Adieu Loubianka ! de Maroussia Vassanaïev est publié en e-book chez 3E éditions, au prix de 2,99 euros.
Au lendemain d’une fête organisée par Yakov Sintchouk, le directeur de l’Étincelle de Lénine, de bon matin, on frappa à la porte de six amis. C’était la Guépéou ; on venait les arrêter pour les conduire à la terrible prison de haute sécurité Loubianka.
Le roman se déroule en URSS, dans la seconde moitié du XXe siècle. Six citoyens soviétiques coulaient une vie paisible. L’un était facteur, un autre boulanger s’occupait à confectionner des blinis… Tous s’acquittaient en même temps de leur corvée au kolkhoze l’Étincelle de Lénine, la coopérative d’État.
Ces citoyens sans histoires n’y comprenaient rien. Ils étaient tous communistes, sauf un, soit par conviction, soit par habitude pour faire comme tout le monde.
Aussitôt dans leur cellule, chacun va revivre sa vie passée pour essayer de comprendre ce qui lui arrive.
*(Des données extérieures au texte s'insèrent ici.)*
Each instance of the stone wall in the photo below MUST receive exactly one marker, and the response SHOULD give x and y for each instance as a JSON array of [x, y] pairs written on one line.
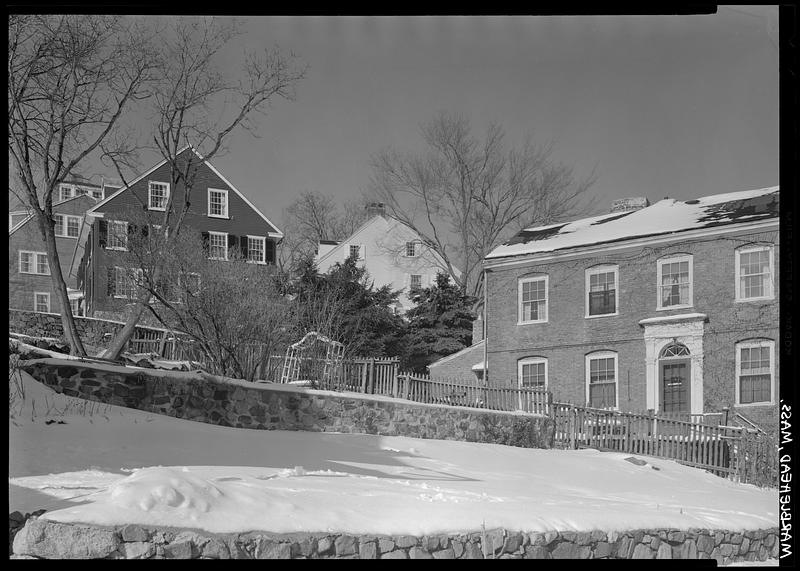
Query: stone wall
[[269, 406], [52, 540]]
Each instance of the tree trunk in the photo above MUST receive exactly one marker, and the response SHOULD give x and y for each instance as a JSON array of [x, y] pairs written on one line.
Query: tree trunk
[[60, 286]]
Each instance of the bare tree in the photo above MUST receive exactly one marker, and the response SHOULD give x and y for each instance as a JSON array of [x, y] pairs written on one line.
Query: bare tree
[[464, 195], [70, 79], [196, 105]]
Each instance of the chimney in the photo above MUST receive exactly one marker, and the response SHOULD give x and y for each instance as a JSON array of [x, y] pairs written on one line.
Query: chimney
[[374, 208], [628, 204]]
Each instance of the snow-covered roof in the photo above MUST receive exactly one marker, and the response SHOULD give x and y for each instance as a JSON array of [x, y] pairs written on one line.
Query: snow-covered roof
[[664, 217]]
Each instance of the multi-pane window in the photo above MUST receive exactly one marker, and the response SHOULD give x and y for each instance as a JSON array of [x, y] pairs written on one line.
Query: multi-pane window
[[117, 235], [67, 226], [256, 249], [157, 195], [217, 203], [754, 273], [675, 282], [601, 378], [33, 263], [533, 300], [218, 245], [532, 373], [41, 302], [755, 370], [601, 291]]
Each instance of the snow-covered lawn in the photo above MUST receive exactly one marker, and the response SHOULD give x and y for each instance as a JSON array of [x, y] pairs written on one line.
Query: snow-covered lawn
[[112, 465]]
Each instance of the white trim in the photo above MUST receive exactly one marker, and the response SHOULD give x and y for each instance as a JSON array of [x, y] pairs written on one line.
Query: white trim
[[578, 251], [35, 271], [263, 239], [604, 354], [772, 370], [211, 233], [532, 361], [738, 285], [520, 312], [227, 214], [673, 259], [604, 269], [150, 195], [35, 304]]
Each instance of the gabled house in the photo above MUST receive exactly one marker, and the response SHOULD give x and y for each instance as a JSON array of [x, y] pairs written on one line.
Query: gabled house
[[222, 214], [671, 307], [30, 285], [392, 253]]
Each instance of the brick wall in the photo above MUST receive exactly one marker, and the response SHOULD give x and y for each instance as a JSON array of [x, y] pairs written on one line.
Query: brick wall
[[568, 335]]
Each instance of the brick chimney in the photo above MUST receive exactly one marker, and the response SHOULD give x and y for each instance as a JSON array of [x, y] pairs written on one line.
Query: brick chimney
[[628, 204], [374, 208]]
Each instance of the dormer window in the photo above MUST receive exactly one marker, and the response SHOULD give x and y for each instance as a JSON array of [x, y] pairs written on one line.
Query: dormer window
[[158, 193]]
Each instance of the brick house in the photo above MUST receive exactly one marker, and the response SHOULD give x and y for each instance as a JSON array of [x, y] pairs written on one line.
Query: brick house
[[671, 307], [30, 286], [219, 212]]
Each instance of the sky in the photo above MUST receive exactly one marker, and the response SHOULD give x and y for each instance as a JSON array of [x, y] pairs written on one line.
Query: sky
[[677, 106]]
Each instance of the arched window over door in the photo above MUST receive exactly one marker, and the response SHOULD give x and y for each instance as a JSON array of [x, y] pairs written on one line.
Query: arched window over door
[[674, 367]]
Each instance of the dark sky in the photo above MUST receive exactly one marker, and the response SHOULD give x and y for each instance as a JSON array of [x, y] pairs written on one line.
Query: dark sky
[[678, 106]]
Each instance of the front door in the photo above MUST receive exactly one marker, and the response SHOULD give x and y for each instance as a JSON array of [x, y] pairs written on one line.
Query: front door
[[675, 381]]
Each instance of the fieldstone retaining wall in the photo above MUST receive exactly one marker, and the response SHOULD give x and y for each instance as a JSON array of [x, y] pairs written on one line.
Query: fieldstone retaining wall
[[269, 406], [44, 539]]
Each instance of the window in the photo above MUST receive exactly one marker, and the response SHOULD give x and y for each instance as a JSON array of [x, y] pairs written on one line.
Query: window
[[217, 203], [533, 300], [157, 195], [33, 263], [117, 235], [256, 249], [602, 293], [41, 302], [532, 373], [601, 379], [754, 271], [675, 282], [218, 245], [67, 226], [755, 372]]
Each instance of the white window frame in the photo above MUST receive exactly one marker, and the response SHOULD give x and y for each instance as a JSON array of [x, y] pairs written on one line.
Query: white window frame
[[226, 214], [110, 229], [520, 311], [602, 270], [263, 240], [36, 294], [772, 369], [532, 361], [588, 373], [150, 206], [65, 218], [34, 263], [671, 260], [747, 250], [210, 234]]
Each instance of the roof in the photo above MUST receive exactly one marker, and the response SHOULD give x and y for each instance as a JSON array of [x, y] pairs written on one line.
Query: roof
[[96, 210], [665, 217]]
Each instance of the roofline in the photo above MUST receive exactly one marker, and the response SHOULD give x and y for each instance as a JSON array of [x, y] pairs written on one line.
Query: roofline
[[576, 251], [457, 353]]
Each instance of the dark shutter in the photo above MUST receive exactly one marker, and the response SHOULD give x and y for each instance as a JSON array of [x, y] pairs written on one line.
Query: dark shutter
[[112, 283], [102, 226]]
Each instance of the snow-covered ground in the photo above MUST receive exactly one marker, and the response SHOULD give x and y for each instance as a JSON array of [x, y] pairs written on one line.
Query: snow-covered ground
[[111, 465]]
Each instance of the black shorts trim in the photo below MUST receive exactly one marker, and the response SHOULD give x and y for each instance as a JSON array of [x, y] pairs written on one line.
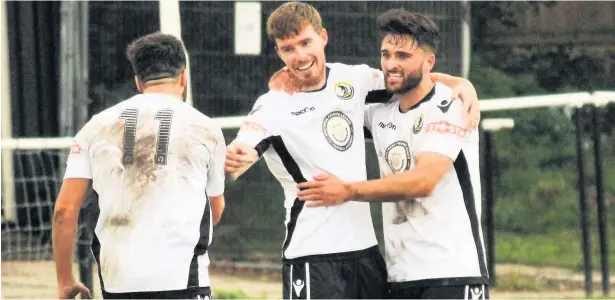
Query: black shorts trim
[[439, 282], [333, 256], [176, 294]]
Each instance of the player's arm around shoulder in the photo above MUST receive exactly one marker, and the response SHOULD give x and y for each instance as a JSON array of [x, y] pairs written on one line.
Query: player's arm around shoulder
[[443, 140], [463, 90]]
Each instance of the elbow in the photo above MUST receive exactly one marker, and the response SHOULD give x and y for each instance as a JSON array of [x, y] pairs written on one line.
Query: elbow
[[217, 214], [422, 189]]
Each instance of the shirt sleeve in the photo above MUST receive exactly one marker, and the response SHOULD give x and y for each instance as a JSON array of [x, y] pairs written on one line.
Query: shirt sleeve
[[215, 171], [367, 115], [445, 131], [257, 126], [78, 162]]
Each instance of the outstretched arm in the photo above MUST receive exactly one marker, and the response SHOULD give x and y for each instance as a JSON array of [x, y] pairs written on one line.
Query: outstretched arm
[[329, 190]]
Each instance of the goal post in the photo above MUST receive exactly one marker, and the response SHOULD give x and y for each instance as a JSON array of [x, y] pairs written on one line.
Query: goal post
[[8, 193]]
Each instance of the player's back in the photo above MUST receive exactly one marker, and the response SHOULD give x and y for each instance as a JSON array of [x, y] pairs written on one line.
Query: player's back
[[149, 163]]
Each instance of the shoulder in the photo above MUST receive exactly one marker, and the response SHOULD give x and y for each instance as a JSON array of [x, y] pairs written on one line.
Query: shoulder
[[442, 102], [351, 69]]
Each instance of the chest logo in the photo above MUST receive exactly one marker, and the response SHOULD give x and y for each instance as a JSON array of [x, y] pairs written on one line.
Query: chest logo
[[398, 156], [338, 130], [344, 90], [418, 124]]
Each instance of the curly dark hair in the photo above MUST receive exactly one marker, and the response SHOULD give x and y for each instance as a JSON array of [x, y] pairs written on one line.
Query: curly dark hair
[[421, 29], [156, 56]]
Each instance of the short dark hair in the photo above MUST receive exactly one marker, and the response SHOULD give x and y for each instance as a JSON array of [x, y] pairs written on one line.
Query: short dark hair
[[156, 56], [288, 20], [419, 27]]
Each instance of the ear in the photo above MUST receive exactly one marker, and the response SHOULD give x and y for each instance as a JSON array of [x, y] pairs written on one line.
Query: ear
[[277, 50], [431, 61], [325, 36], [139, 84]]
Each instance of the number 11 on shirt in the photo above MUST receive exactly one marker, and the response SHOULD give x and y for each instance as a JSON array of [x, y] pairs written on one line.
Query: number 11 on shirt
[[130, 116]]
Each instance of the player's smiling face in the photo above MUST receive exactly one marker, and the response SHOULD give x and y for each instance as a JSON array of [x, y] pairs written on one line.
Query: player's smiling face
[[404, 63], [304, 54]]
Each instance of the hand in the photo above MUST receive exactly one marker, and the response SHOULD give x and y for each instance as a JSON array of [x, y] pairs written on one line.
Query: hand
[[325, 190], [471, 106], [239, 158], [284, 80], [72, 290]]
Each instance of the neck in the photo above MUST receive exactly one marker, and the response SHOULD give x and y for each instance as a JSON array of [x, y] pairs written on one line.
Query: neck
[[414, 96], [316, 86], [167, 89]]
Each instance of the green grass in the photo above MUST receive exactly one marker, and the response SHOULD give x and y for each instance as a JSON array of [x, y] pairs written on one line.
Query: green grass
[[553, 249]]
Agata Vikht était communiste depuis toute petite. Son père était un instituteur militant… Du temps du tsar, se disait Agata Vikht, la ronéo de mon père, qui tirait les tracts révolutionnaires, était au fond du jardin et fonctionnait à plein régime. Agata se souvenait encore de ce jour où la police tsariste avait fouillé la maison à la recherche de documents compromettants. Ce jour-là, elle s’était réfugiée près de la ronéo. Ils n’avaient rien trouvé… Que Caterina, sa mère, était belle alors ! Elle nouait ses cheveux dorés en queue de cheval. Elle avait dansé des heures sur la place publique après la révolution… Agata Vikht avait entendu parler de la Loubianka ; quand elle était enfant, on lui disait : si tu n’es pas sage, tu finiras à la Loubianka. Oui, mais qu’y faisait-elle aujourd’hui ?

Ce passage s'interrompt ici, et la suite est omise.